Here we make a model saver to be able to save our model. We also need to introduce what is given to the model as the input and what is considered as output.

Running the above codes will generate the computation graph in TensorFlow and saves it for TensorFlow Serving. The next step is to prepare a cluster in GCP and ask the cluster to have TensorFlow Serving as a service. We will discuss our architecture on GCP, and the process of preparing our TensorFlow serving in part 3 of our blog series.

Item similarity at a glance

I am glad you were stubborn enough to come this far. Let’s wrap up.

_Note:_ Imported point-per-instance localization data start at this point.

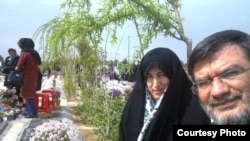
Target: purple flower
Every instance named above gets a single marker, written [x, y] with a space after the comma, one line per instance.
[115, 92]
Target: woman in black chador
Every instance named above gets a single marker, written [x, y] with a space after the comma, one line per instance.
[160, 99]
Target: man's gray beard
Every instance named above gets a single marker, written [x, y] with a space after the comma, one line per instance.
[241, 118]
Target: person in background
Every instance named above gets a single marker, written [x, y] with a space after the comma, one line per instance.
[162, 97]
[10, 65]
[219, 66]
[28, 63]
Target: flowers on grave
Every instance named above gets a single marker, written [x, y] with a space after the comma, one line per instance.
[54, 130]
[115, 91]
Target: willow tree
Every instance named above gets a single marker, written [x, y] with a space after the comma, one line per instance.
[151, 18]
[72, 40]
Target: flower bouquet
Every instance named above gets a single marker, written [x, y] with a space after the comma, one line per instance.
[54, 130]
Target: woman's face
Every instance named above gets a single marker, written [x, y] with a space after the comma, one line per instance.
[12, 54]
[157, 81]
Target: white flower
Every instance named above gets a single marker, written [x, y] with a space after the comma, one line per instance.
[54, 130]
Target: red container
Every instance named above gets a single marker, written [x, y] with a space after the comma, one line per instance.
[42, 102]
[52, 97]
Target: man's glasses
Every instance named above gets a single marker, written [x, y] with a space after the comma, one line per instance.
[203, 85]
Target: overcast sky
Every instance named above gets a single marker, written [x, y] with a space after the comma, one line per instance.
[21, 18]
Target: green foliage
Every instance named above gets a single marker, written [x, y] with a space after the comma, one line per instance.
[102, 111]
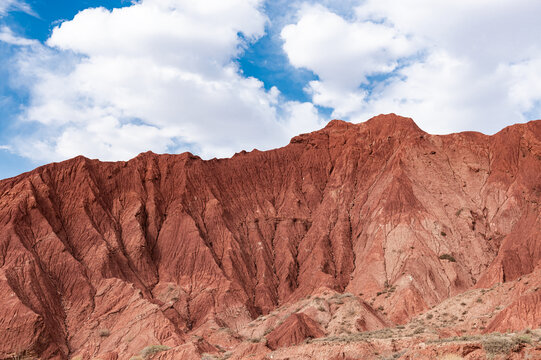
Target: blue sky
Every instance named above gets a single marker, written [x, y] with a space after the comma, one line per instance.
[111, 79]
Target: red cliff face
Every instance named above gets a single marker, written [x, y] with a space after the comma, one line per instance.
[110, 260]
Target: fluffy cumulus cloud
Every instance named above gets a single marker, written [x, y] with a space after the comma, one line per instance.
[160, 75]
[163, 74]
[17, 5]
[460, 65]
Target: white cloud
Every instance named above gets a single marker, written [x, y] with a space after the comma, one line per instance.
[7, 36]
[452, 66]
[157, 75]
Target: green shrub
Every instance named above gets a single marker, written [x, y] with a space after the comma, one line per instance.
[152, 350]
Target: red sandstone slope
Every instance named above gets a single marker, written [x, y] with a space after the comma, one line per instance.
[105, 259]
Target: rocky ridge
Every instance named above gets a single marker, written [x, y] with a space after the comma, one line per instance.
[350, 237]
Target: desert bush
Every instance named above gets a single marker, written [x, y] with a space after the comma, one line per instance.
[447, 257]
[104, 332]
[152, 350]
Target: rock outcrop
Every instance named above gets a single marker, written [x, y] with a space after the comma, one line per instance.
[177, 255]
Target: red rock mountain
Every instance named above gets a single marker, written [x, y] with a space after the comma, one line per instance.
[359, 227]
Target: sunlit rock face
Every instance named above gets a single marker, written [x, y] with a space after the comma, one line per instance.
[174, 257]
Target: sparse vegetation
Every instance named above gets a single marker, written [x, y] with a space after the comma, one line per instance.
[447, 257]
[151, 350]
[104, 332]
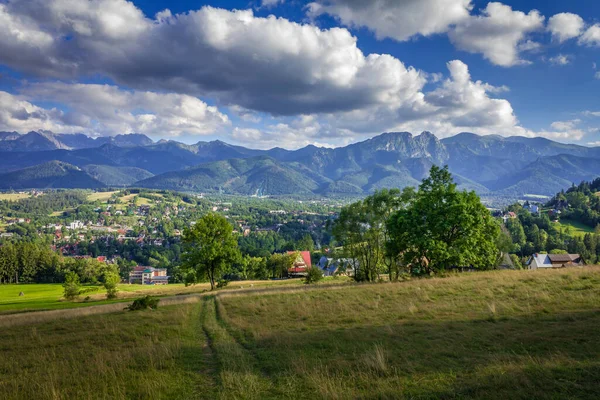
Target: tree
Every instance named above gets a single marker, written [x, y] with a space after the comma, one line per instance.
[314, 275]
[362, 231]
[71, 285]
[444, 228]
[279, 264]
[210, 246]
[306, 243]
[111, 279]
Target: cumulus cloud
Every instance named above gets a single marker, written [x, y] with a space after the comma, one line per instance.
[497, 33]
[564, 130]
[105, 110]
[560, 59]
[465, 103]
[270, 3]
[396, 19]
[458, 104]
[265, 64]
[316, 84]
[18, 114]
[591, 36]
[565, 26]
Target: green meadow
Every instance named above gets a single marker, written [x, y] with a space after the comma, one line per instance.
[488, 335]
[573, 228]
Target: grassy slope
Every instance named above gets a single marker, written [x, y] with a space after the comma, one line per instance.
[14, 196]
[487, 335]
[48, 296]
[495, 335]
[142, 355]
[100, 196]
[575, 228]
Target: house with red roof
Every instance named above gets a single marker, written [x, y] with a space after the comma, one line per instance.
[301, 264]
[149, 276]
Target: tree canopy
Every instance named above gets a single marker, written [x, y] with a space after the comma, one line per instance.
[444, 228]
[210, 247]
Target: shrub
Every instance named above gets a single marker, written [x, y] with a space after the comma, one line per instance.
[314, 275]
[111, 279]
[143, 303]
[71, 285]
[221, 283]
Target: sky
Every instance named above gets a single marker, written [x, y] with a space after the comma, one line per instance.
[289, 73]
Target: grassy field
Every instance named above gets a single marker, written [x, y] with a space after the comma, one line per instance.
[14, 196]
[49, 296]
[492, 335]
[574, 228]
[101, 196]
[145, 355]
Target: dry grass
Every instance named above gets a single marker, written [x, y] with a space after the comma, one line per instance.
[509, 334]
[14, 196]
[493, 335]
[144, 355]
[101, 196]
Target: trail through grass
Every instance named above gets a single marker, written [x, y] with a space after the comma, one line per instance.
[490, 335]
[128, 355]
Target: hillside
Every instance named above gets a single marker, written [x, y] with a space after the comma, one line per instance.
[492, 165]
[116, 176]
[44, 140]
[489, 335]
[53, 174]
[258, 175]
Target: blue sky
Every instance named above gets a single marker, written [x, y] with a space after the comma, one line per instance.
[326, 72]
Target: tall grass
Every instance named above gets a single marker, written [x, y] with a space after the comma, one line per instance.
[117, 356]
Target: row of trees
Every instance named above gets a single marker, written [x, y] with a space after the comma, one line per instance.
[211, 252]
[30, 262]
[418, 232]
[434, 228]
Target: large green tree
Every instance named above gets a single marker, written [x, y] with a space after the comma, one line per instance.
[210, 247]
[362, 231]
[443, 228]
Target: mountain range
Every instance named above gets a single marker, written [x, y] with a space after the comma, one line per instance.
[495, 166]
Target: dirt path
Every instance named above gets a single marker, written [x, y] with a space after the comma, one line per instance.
[50, 315]
[43, 316]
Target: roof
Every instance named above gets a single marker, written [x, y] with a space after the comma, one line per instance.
[563, 258]
[305, 257]
[548, 260]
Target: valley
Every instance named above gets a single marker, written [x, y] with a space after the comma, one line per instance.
[500, 169]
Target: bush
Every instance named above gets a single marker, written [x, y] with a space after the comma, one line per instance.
[111, 279]
[71, 286]
[314, 275]
[222, 283]
[144, 303]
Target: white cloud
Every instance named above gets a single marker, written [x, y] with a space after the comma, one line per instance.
[564, 131]
[465, 103]
[529, 46]
[105, 110]
[318, 86]
[265, 64]
[271, 3]
[565, 26]
[591, 37]
[18, 114]
[565, 125]
[497, 33]
[560, 59]
[396, 19]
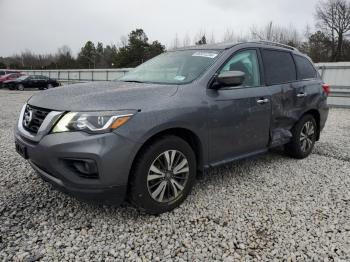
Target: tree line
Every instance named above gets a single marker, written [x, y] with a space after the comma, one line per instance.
[330, 42]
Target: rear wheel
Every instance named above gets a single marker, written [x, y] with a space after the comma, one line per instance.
[20, 87]
[304, 137]
[163, 175]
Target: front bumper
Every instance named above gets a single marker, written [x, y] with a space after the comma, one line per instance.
[112, 153]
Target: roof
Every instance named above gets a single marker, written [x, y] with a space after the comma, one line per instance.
[223, 46]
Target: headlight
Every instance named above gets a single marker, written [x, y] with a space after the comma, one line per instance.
[91, 122]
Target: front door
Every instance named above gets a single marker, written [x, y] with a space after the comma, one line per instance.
[239, 117]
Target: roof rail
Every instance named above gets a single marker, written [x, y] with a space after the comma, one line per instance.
[276, 44]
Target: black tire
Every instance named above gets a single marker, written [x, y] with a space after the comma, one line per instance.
[139, 186]
[296, 147]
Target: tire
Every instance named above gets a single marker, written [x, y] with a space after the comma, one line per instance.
[20, 87]
[304, 138]
[152, 188]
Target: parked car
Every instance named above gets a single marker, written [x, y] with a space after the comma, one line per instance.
[145, 137]
[41, 82]
[9, 77]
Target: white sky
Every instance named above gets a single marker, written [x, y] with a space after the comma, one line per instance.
[44, 25]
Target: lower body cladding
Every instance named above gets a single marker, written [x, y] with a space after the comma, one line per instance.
[90, 167]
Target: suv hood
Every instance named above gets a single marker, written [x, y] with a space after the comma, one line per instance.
[99, 96]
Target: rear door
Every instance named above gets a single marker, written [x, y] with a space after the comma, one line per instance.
[239, 117]
[309, 85]
[281, 78]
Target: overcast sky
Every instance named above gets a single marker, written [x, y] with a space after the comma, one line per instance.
[44, 25]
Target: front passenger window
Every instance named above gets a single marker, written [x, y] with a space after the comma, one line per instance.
[246, 62]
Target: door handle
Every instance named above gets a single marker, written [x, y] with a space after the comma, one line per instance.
[301, 95]
[262, 101]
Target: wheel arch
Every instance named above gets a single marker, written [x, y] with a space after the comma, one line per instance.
[316, 114]
[186, 134]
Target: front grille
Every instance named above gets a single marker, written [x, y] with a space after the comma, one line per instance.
[33, 118]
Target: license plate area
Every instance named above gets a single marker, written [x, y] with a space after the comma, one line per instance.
[22, 150]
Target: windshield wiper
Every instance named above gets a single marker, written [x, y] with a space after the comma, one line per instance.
[132, 81]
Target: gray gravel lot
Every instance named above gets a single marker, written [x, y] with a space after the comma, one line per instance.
[265, 208]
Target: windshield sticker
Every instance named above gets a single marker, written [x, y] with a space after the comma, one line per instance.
[205, 54]
[179, 78]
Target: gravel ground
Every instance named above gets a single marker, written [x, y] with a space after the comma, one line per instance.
[267, 208]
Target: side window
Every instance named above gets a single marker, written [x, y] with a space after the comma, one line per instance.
[279, 67]
[247, 62]
[304, 68]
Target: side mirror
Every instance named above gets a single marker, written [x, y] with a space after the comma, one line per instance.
[230, 78]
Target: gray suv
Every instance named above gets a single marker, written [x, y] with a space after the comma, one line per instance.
[145, 137]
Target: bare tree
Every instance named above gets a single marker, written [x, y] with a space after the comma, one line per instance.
[176, 42]
[186, 40]
[334, 19]
[229, 36]
[212, 38]
[270, 32]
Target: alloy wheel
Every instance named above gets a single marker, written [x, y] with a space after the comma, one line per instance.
[167, 176]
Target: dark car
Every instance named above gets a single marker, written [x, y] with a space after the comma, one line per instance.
[8, 77]
[8, 71]
[34, 81]
[145, 137]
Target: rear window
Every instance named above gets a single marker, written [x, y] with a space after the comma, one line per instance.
[279, 67]
[304, 68]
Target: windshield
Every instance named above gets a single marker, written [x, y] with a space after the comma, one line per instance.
[177, 67]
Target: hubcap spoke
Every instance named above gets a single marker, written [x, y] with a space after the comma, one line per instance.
[160, 191]
[167, 176]
[154, 169]
[180, 166]
[307, 136]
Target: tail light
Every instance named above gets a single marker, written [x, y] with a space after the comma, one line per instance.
[326, 89]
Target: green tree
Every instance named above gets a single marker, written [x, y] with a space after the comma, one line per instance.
[137, 50]
[334, 20]
[65, 59]
[319, 47]
[87, 56]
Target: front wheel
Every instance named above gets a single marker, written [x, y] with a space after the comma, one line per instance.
[304, 138]
[163, 175]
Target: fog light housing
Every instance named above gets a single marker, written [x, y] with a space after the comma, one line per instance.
[86, 168]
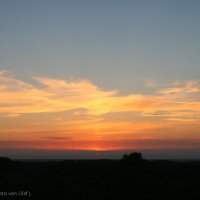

In this blog, we talked about the item-similarity model and its implementation in TensorFlow. The model is basically computation of similarity between the listened songs and the available songs in our dataset based on the features of the songs. Although the model is very simple (and doesn’t involve machine learning if you like!), it still appears to work well in practice and in real-time, provided we implement the algorithm efficiently.

We first looked into the process of generating our features for the content-based item similarity model.  We observed that we require features to be able to compare the songs. Then, some details about how to exploit TensorFlow for our means were provided and the cuts and pieces and code snippets were given.

This was the new start to the technical world of recommendation in our blog series. In part 3 of the blog series, you’ll first see the architecture of the system on the GCP, and how to serve our model in TensorFlow Serving. Then, In later blogs, you’ll get your hands dirty on the actual machine learning models and how they are implemented in more detail.